Ed è su alcuni aspetti di questa seconda fase, che voglio soffermarmi. Consta di otto pannelli, che la Maiezza ha giustamente distinto in due gruppi: la scene e delle vere e proprie raffigurazioni iconiche di Santi e della Madonna che riprendono la staticità tipicamente bizantina. Le scene invece, vivaci e concitate, assumono un’altra connotazione ed una resa icastica del tutto eccezionale per la pittura siciliana, come aveva giustamente notato per primo il Delogu. Proprio un pannello (Fig. 2) appartenente al gruppo delle raffigurazioni iconiche (cm 236 x 105), mostra un santo, il cui volto risulta quasi integralmente abraso e le parti rimanenti molto sbiadite. In generale, però, presenta caratteristiche simili agli altri pannelli: dentro un riquadro con contorno rosso, la figura è posta su un fondo blu. È anche qui nimbata, ed il nimbo presenta due contorni, uno rosso e l’altro ocra; l’abito indossato dal santo è caratterizzato da campiture di bianco su fondo più scuro, che insistono come per definire meglio il panneggio, un particolare che si riscontra anche con altri brani pittorici di quest’epoca. Poiché la figura è molto lacunosa, non ci sarebbero elementi che potrebbero ricondurlo ad un santo piuttosto che ad un altro, se non fosse per una caratteristica alquanto singolare, che si trova in basso, alla sinistra dello spettatore (Fig. 3). Di questa figura che fa capolino dalla superficie abrasa, si distingue ciò che rimane del volto e della testa di un Bambino Gesù (il nimbo è crucigerato), che presenta delle caratteristiche stilistiche sicuramente molto più tarde rispetto al Santo: questi tratti peculiari consistono in una buona resa volumetrica della testolina, nella precisa e definita raffigurazione dei riccioli biondi con contorno nero.
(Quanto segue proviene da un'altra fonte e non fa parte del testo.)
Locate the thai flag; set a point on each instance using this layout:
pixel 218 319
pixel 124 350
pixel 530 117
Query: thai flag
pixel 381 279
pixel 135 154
È palese che la figura del Cristo - Bambino sia stata aggiunta in epoca posteriore, ma bisogna chiedersi il perché. La risposta può risiedere nella lettura attenta dei bisogni della committenza e dell’ordine che deteneva il luogo sacro: l’ordine era soggetto alla Regola agostiniana [17] , come del resto la maggior parte degli ordini legati alla Terrasanta - la Regola agostiniana era seguita anche presso la Badia di S. Spirito, anch’essa di epoca medievale, nella vicina Caltanissetta-. Il Santo, a mio avviso, potrebbe essere proprio S. Agostino, e lo confermerebbe l’aggiunta, sicuramente a tempera, successiva. Il fatto potrebbe essere riconfermato seguendo quella tradizione, invero abbastanza tarda, ovvero quattrocentesca, che vuole il Santo accompagnato da un Bambino, a volte raffigurato come angelo, altre come Cristo.

Questo episodio, assente nelle Legenda Aurea, è raffigurato in molti esempi di esimi pittori quali Botticelli, Filippo Lippi, Benozzo Gozzoli e Carpaccio. Non è un episodio che si trova negli scritti di Agostino, né nella vita del Santo scritta da Possidio, ma è stato utilizzato sicuramente sulla scia di una tradizione che riporta ad una delle problematiche teologiche, che aveva fatto riflettere e disquisire di più il Santo: il tema della Trinità. Secondo questa tradizione, in un sogno o in una visione, Agostino, che meditava sul mistero della Trinità, si trovò davanti un infante seduto sulla riva del mare, che, con un cucchiaio o  con una conchiglia, raccoglieva l’acqua per versarla dentro una pozzanghera. Il bambino, rivolgendosi al santo, gli avrebbe detto che prima che Agostino si fosse spiegato il mistero, lui sarebbe riuscito a raccogliere lì l’acqua di tutto il mare.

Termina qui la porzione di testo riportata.